Covid-19 pandemic and lockdown forced cessation of operations
A small restaurant and bar had employed a chef for 15 years. When the Covid-19 pandemic occurred and the state enforced a lockdown, the restaurant/bar ceased operations. The bulk of their customers were office workers around their area but when employees began working from home, they lost a lot of business.
From April to November 2020, the restaurant made a gross income of $55,000 when in the same period of April to November 2019, they made around $400,000.
Termination letter via post and email
On 9 July 2020, the owner of the restaurant/bar sent the chef an email informing her that the pandemic had wreaked disaster on their business, and as a result, they will cease all business activity on 16 August 2020.
The restaurant owner apologised for not meeting the chef face to face because of the lockdown.
Attached to the email was a termination letter and the reason for the termination was redundancy. She was given 5 weeks’ pay in lieu of notice. A copy of the same letter was sent to the chef via registered post. The chef felt that she had no reason to respond to the letter or the email as she interpreted her redundancy as a necessary effect of their closing down the business permanently.
Three months later, bar re-opened
However, around 28 October 2020, the chef saw on a Facebook post that the restaurant was reopening on that same day. The post also informed the public that they were looking to hire chefs.
Application for unfair dismissal
The chef then filed an application for unfair dismissal on the ground that there was no genuine case of redundancy.
Her application was filed beyond the 21-day period set by the Fair Work Act 2009 for filing applications for unjust dismissal.
Requirement to consult prior to closing business
The Fair Work Commission (FWC) found that the chef’s position was covered by an Award. Clause 38 of that Award required the restaurant owner to consult with the chef about a major change in the workplace. If the restaurant owner had made a definite decision to make a major change in the organisation or structure of the business, then they must give notice to the chef, discuss who the changes would affect them, and reduce the adverse effects of the changes. A redundancy meant that the role of the chef will no longer be needed in the business.
Restaurant owner failed to consult chef
The restaurant owner admitted that it had not conducted any consultation with the chef prior to or at the same time as it made the decision to close the business as required by the Award.
The restaurant owner felt that the pandemic and the lockdown were unusual circumstances that caused stress. The restaurant owner also felt that any conversation with the chef would be emotionally charged as the chef supported her mother and her daughter who were both ill. The restaurant owner thought that if the chef had any questions, then she would initiate discussions.
Therefore, it is obvious that the restaurant owner failed to satisfy the requirements of consultation with the chef.
Business in genuine financial distress necessitated closure
The FWC also found that given the state of the finances of the business at that time, it would not have been possible for the restaurant to offer the chef an equivalent position or to be redeployed within its enterprise.

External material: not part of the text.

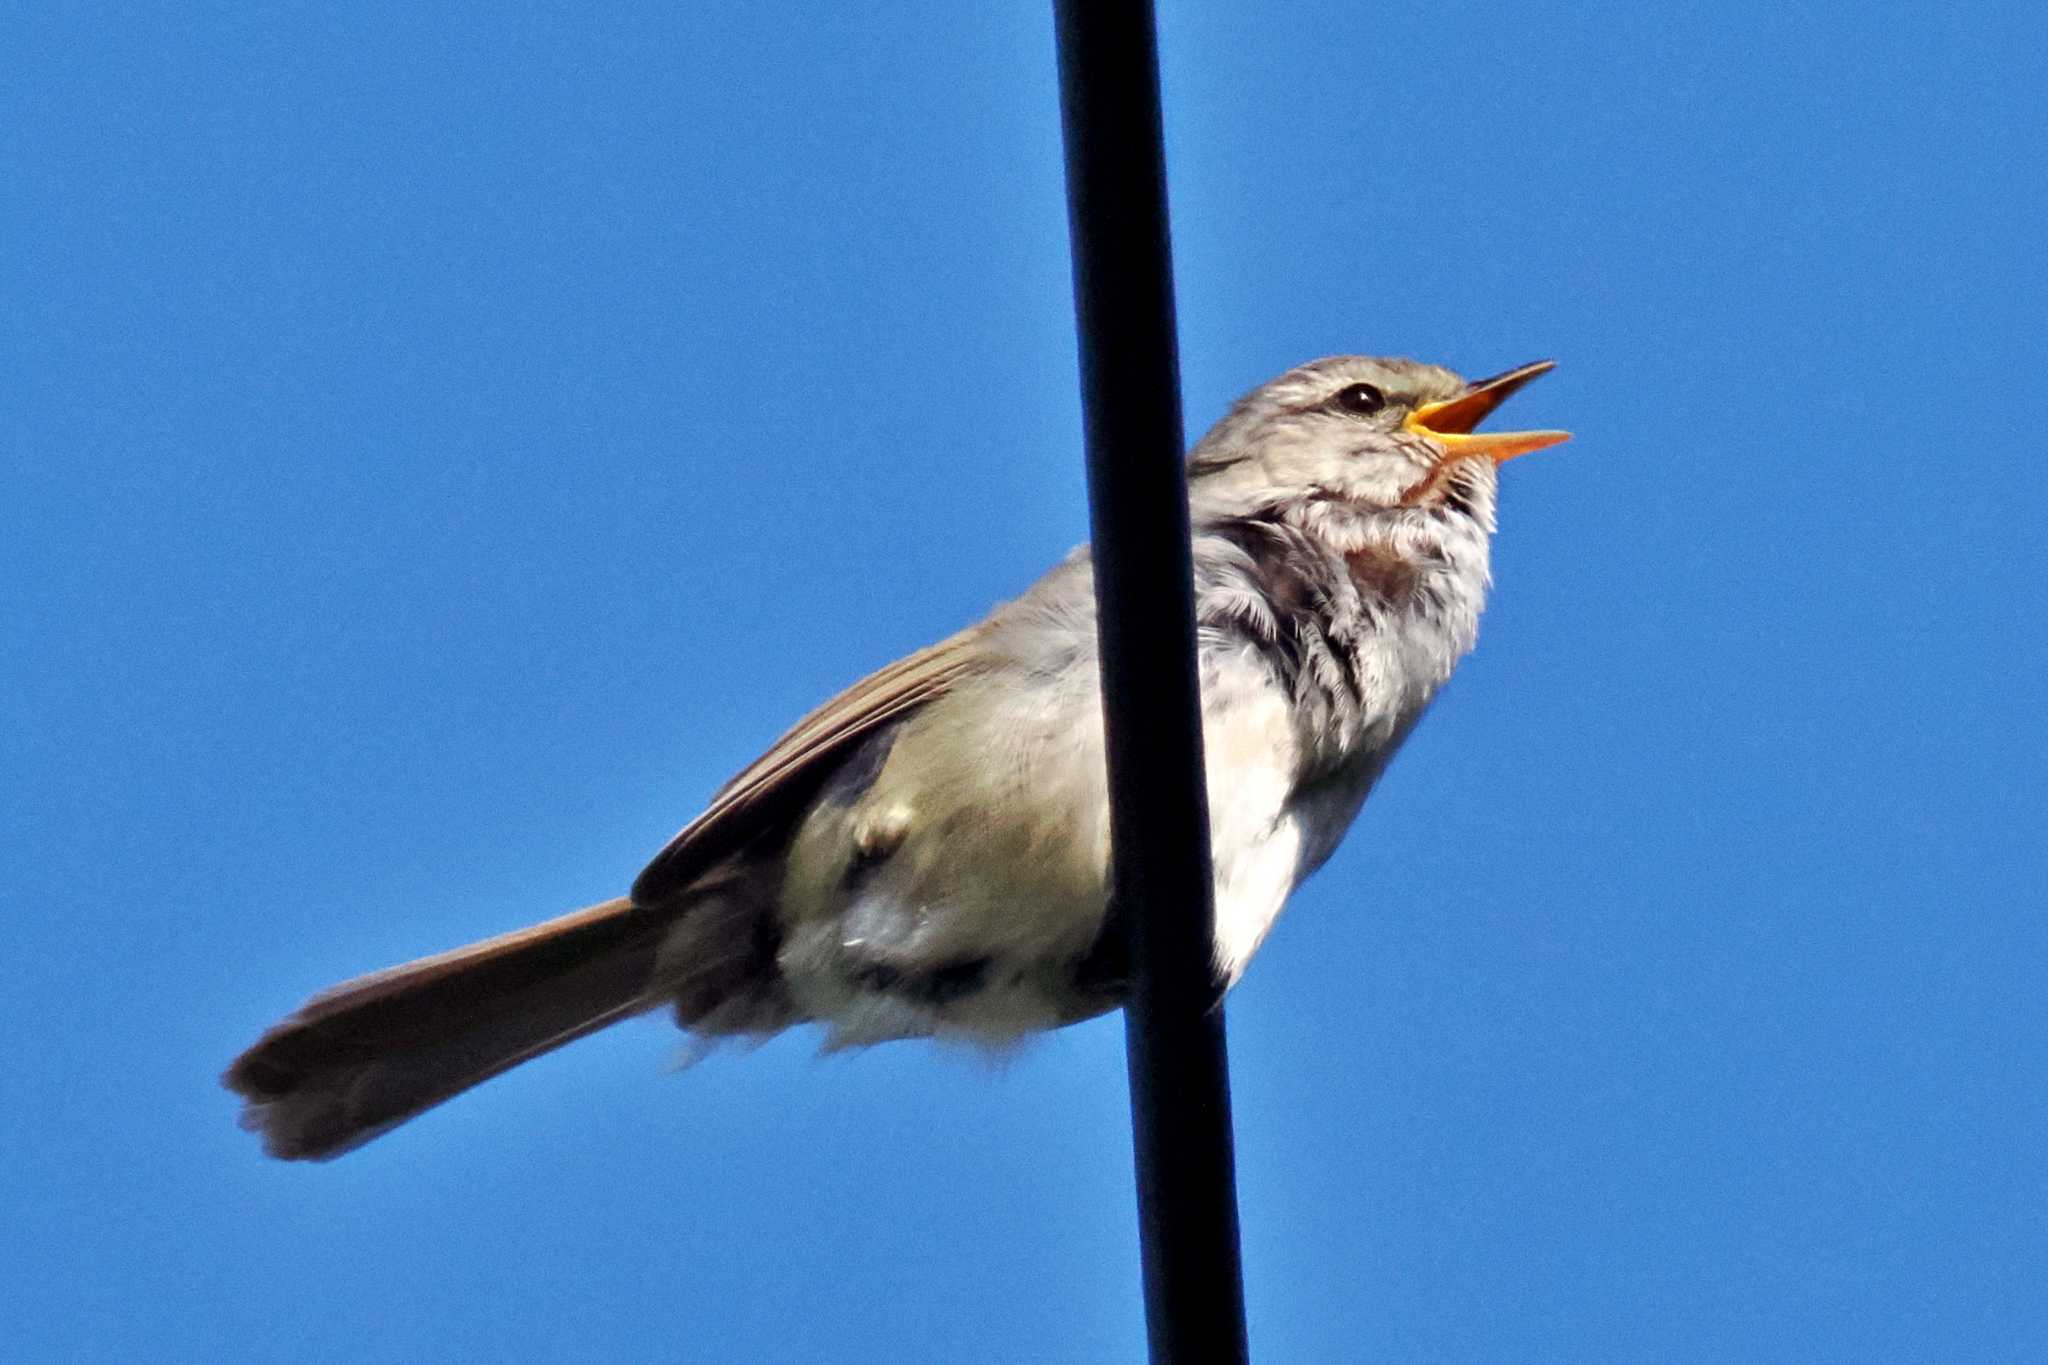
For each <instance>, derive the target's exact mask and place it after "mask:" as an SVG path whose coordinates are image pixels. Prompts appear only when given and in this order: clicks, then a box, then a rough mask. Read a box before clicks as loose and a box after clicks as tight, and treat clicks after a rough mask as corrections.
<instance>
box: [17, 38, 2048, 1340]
mask: <svg viewBox="0 0 2048 1365" xmlns="http://www.w3.org/2000/svg"><path fill="white" fill-rule="evenodd" d="M1161 23H1163V53H1165V55H1163V61H1165V92H1167V102H1169V117H1167V123H1169V158H1171V178H1174V199H1176V215H1178V219H1176V237H1178V254H1180V256H1178V268H1180V287H1182V332H1184V370H1186V395H1188V417H1190V426H1192V428H1196V430H1200V428H1202V426H1206V424H1208V422H1210V420H1214V417H1217V415H1219V413H1221V411H1223V407H1225V405H1227V401H1229V399H1231V397H1233V395H1237V393H1239V391H1243V389H1247V387H1251V385H1255V383H1257V381H1262V379H1266V377H1268V375H1272V372H1276V370H1280V368H1284V366H1288V364H1292V362H1298V360H1305V358H1309V356H1317V354H1327V352H1339V350H1366V352H1405V354H1417V356H1423V358H1432V360H1442V362H1448V364H1454V366H1458V368H1464V370H1468V372H1491V370H1497V368H1505V366H1509V364H1516V362H1522V360H1530V358H1534V356H1556V358H1559V360H1561V368H1559V370H1556V375H1554V377H1550V379H1546V381H1544V383H1542V385H1538V387H1536V389H1532V391H1528V393H1526V395H1524V397H1522V399H1518V401H1516V407H1513V415H1516V417H1518V420H1522V422H1524V424H1530V426H1569V428H1575V430H1577V432H1579V438H1577V440H1575V442H1573V444H1571V446H1565V448H1561V450H1554V452H1546V454H1542V456H1534V458H1530V460H1524V463H1520V465H1516V467H1513V469H1511V471H1509V475H1507V481H1505V483H1507V489H1505V508H1503V528H1501V536H1499V546H1497V575H1499V589H1497V593H1495V598H1493V606H1491V612H1489V616H1487V624H1485V630H1483V641H1481V649H1479V653H1477V655H1475V657H1473V659H1470V661H1468V663H1466V667H1464V669H1462V673H1460V675H1458V679H1456V681H1454V684H1452V688H1450V690H1448V694H1446V696H1444V700H1442V704H1440V708H1438V710H1436V714H1432V718H1430V720H1427V722H1425V724H1423V729H1421V731H1419V733H1417V735H1415V739H1413V741H1411V745H1409V747H1407V751H1405V753H1403V755H1401V759H1399V761H1397V763H1395V767H1393V772H1391V776H1389V780H1386V784H1384V788H1382V790H1380V794H1378V796H1376V798H1374V800H1372V804H1370V806H1368V810H1366V812H1364V817H1362V821H1360V825H1358V829H1356V831H1354V835H1352V839H1350V843H1348V845H1346V847H1343V851H1341V855H1339V857H1337V860H1335V862H1333V864H1331V866H1329V868H1327V870H1325V872H1323V874H1321V876H1317V878H1315V882H1313V884H1311V886H1309V888H1307V890H1305V892H1303V894H1300V896H1298V898H1296V905H1294V909H1292V911H1290V915H1288V919H1286V921H1284V923H1282V925H1280V929H1278V933H1276V937H1274V939H1272V943H1270V945H1268V950H1266V952H1264V956H1262V958H1260V962H1257V964H1255V968H1253V970H1251V974H1249V978H1247V980H1245V984H1243V988H1241V990H1239V993H1237V995H1235V997H1233V1003H1231V1031H1233V1050H1235V1087H1237V1115H1239V1160H1241V1197H1243V1222H1245V1259H1247V1275H1249V1304H1251V1338H1253V1347H1255V1355H1257V1359H1260V1361H1266V1363H1274V1361H1315V1363H1327V1361H1350V1359H1368V1357H1374V1359H1432V1361H1503V1359H1532V1361H1563V1359H1571V1361H1640V1359H1663V1361H1683V1359H1692V1361H1729V1359H1782V1361H1815V1359H1835V1361H1870V1359H2023V1357H2040V1355H2044V1353H2048V1308H2044V1302H2048V1300H2044V1295H2042V1283H2044V1275H2048V1189H2044V1185H2048V1181H2044V1171H2048V1162H2044V1154H2042V1134H2044V1121H2048V1103H2044V1091H2042V1068H2044V1060H2048V1015H2044V1003H2042V982H2044V976H2048V931H2044V923H2042V902H2044V880H2048V878H2044V874H2048V857H2044V798H2042V776H2040V774H2042V767H2044V761H2048V737H2044V731H2048V726H2044V686H2042V679H2044V671H2048V647H2044V639H2042V636H2044V630H2042V620H2044V598H2042V577H2044V536H2042V516H2044V512H2048V485H2044V456H2042V438H2040V430H2042V422H2044V411H2042V409H2044V393H2042V389H2044V385H2042V375H2044V366H2048V346H2044V325H2042V315H2044V289H2042V284H2044V274H2042V266H2040V246H2038V241H2040V223H2042V221H2044V219H2048V196H2044V188H2042V186H2044V143H2042V131H2040V129H2042V123H2044V106H2042V104H2044V100H2042V82H2044V57H2042V53H2044V51H2048V23H2044V20H2042V16H2040V8H2038V6H2019V4H2011V6H1968V4H1966V6H1898V4H1874V6H1841V4H1784V2H1780V0H1774V2H1769V4H1763V2H1755V4H1733V6H1706V8H1700V10H1696V12H1692V14H1683V12H1673V10H1671V8H1669V6H1636V4H1595V6H1569V8H1567V6H1516V8H1503V6H1444V4H1370V6H1356V8H1343V6H1327V4H1321V6H1196V4H1169V6H1167V8H1165V14H1163V18H1161ZM0 49H4V51H6V53H8V57H6V68H8V76H6V84H4V94H0V149H4V151H0V156H4V168H6V170H4V184H0V215H4V217H0V233H4V241H0V278H4V307H0V348H4V350H0V422H4V424H0V440H4V460H6V465H4V508H0V581H4V583H6V589H4V593H0V612H4V630H6V639H4V653H0V724H4V731H0V743H4V767H0V784H4V800H6V821H4V825H0V841H4V845H0V896H4V913H6V925H8V937H6V960H4V990H0V1038H4V1040H6V1054H8V1058H6V1062H4V1068H0V1109H4V1113H6V1152H4V1160H0V1203H4V1212H6V1236H4V1238H0V1261H4V1263H6V1265H0V1357H4V1359H8V1361H168V1359H190V1361H199V1359H205V1361H279V1359H293V1361H428V1359H436V1361H469V1359H475V1361H481V1359H492V1361H512V1359H516V1361H541V1359H547V1361H614V1359H647V1361H655V1359H662V1361H1077V1363H1087V1361H1130V1359H1139V1355H1141V1340H1143V1326H1141V1308H1139V1293H1137V1240H1135V1218H1133V1197H1130V1181H1128V1175H1130V1173H1128V1160H1130V1154H1128V1134H1126V1109H1124V1081H1122V1031H1120V1023H1118V1021H1116V1019H1104V1021H1096V1023H1090V1025H1083V1027H1075V1029H1067V1031H1063V1033H1059V1036H1053V1038H1047V1040H1042V1042H1040V1044H1036V1046H1032V1048H1030V1050H1028V1052H1024V1054H1022V1056H1018V1058H1016V1060H1012V1062H1008V1064H995V1066H991V1064H987V1062H983V1060H979V1058H975V1056H969V1054H961V1052H946V1050H938V1048H930V1046H889V1048H881V1050H874V1052H870V1054H864V1056H854V1058H836V1060H827V1062H819V1060H815V1058H813V1046H815V1040H813V1038H807V1036H791V1038H784V1040H778V1042H774V1044H772V1046H768V1048H762V1050H760V1052H754V1054H741V1052H733V1054H719V1056H715V1058H711V1060H709V1062H705V1064H700V1066H696V1068H694V1070H690V1072H688V1074H680V1076H676V1074H668V1062H670V1060H672V1058H674V1056H676V1054H678V1042H676V1036H674V1033H670V1031H666V1025H664V1023H662V1021H655V1019H647V1021H637V1023H633V1025H627V1027H621V1029H614V1031H612V1033H608V1036H604V1038H600V1040H594V1042H588V1044H582V1046H575V1048H569V1050H567V1052H563V1054H557V1056H553V1058H547V1060H543V1062H539V1064H532V1066H526V1068H522V1070H518V1072H516V1074H512V1076H506V1078H502V1081H498V1083H492V1085H487V1087H485V1089H481V1091H477V1093H473V1095H469V1097H465V1099H461V1101H459V1103H453V1105H449V1107H446V1109H442V1111H436V1113H432V1115H430V1117H426V1119H424V1121H418V1124H414V1126H410V1128H403V1130H399V1132H397V1134H393V1136H389V1138H385V1140H381V1142H377V1144H373V1146H369V1148H365V1150H362V1152H358V1154H352V1156H348V1158H346V1160H342V1162H338V1164H330V1166H287V1164H276V1162H268V1160H264V1158H262V1156H260V1154H258V1150H256V1144H254V1142H252V1140H250V1138H248V1136H246V1134H240V1132H238V1130H236V1126H233V1105H231V1101H229V1097H227V1095H225V1093H221V1091H219V1089H217V1085H215V1076H217V1072H219V1068H221V1066H223V1064H225V1060H227V1058H229V1056H231V1054H233V1052H236V1050H238V1048H240V1046H244V1044H246V1042H248V1040H250V1038H252V1036H254V1033H256V1031H258V1029H260V1027H262V1025H264V1023H268V1021H270V1019H272V1017H276V1015H279V1013H283V1011H287V1009H289V1007H293V1005H295V1003H297V1001H299V999H303V997H305V995H307V993H311V990H313V988H317V986H324V984H328V982H332V980H336V978H342V976H348V974H354V972H360V970H367V968H375V966H383V964H387V962H393V960H399V958H408V956H414V954H422V952H430V950H438V948H446V945H453V943H459V941H465V939H471V937H479V935H485V933H494V931H500V929H508V927H516V925H520V923H526V921H530V919H539V917H543V915H551V913H557V911H563V909H569V907H575V905H582V902H586V900H594V898H600V896H606V894H614V892H618V890H621V888H623V886H625V882H627V880H629V878H631V876H633V872H635V870H637V868H639V866H641V862H643V860H645V857H647V855H649V853H651V851H653V849H655V847H657V845H659V843H662V841H664V839H666V837H668V833H670V831H672V829H674V827H676V825H680V823H682V821H684V819H688V817H690V814H692V812H694V810H696V806H698V804H700V802H702V798H705V796H707V794H709V792H711V790H713V786H715V784H717V782H721V780H723V778H725V776H727V774H729V772H731V769H735V767H737V765H739V763H743V761H745V759H748V757H752V755H754V753H756V751H758V749H760V747H762V745H764V743H768V741H770V739H772V737H774V735H776V733H778V729H780V726H782V724H784V722H786V720H791V718H793V716H795V714H797V712H801V710H803V708H805V706H809V704H813V702H817V700H819V698H823V696H827V694H829V692H834V690H836V688H840V686H844V684H846V681H850V679H854V677H858V675H860V673H862V671H866V669H870V667H874V665H879V663H883V661H887V659H891V657H893V655H897V653H901V651H907V649H911V647H915V645H922V643H926V641H930V639H934V636H938V634H942V632H948V630H952V628H956V626H958V624H963V622H967V620H971V618H975V616H977V614H979V612H983V610H985V608H987V606H989V604H993V602H997V600H1001V598H1006V596H1010V593H1014V591H1018V589H1020V587H1022V585H1024V583H1026V581H1030V577H1032V575H1034V573H1036V571H1038V569H1040V567H1042V565H1047V563H1049V561H1053V559H1055V557H1057V555H1059V553H1063V551H1065V548H1067V546H1069V544H1073V542H1075V540H1079V538H1081V536H1083V526H1085V518H1083V497H1081V460H1079V450H1077V411H1075V383H1073V332H1071V315H1069V295H1067V258H1065V250H1067V239H1065V207H1063V196H1061V166H1059V129H1057V113H1055V84H1053V39H1051V23H1049V16H1047V12H1044V6H1042V4H1001V6H967V4H936V2H926V4H887V6H838V4H811V6H786V8H784V6H676V4H647V6H625V4H623V6H600V8H596V10H592V8H590V6H569V4H528V6H485V4H477V6H430V8H422V6H410V4H408V6H383V4H367V6H344V8H342V10H334V6H299V4H201V6H168V8H164V10H150V8H147V6H127V8H125V10H121V8H104V6H47V4H27V6H14V8H10V10H8V16H6V18H4V20H0Z"/></svg>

At that time of the dismissal, the restaurant/bar had reduced its operations to just one employee who was responsible for the management and kitchen duties of the restaurant which only sold take-away orders.
There was evidence that in November, three months after the chef was made redundant, the restaurant opened its bar and had re-hired its former wait staff but it has not reopened its restaurant business.
No genuine redundancy but closure of business
The FWC found that there was no genuine redundancy because it was not only the chef’s position that had been redundant but the entire restaurant was closed.
Therefore, while there was no genuine redundancy, the dismissal was for a real and bona fide valid reason: the entire restaurant was ceasing operations. The bar business was reopened and they re-hired two of the former wait staff but they had not hired a new chef.
Failure to consult made dismissal unfair
The only violation by the restaurant owner was it failed to comply with the requirements of the Award to consult with the chef prior to dismissing her. The Award required the restaurant owner to consult with the chef to lessen the adverse effects of the closure of the business on her.
This failure to abide by the Award’s requirements made the dismissal unfair. Because if the restaurant owner had consulted with the chef, then the chef could have had more time to mitigate the impact of her termination. She could have had more time to find alternative employment.
The chef was awarded two weeks’ pay as this would have been a reasonable estimation of the time that consultation would have taken if the restaurant owner had complied with the Award.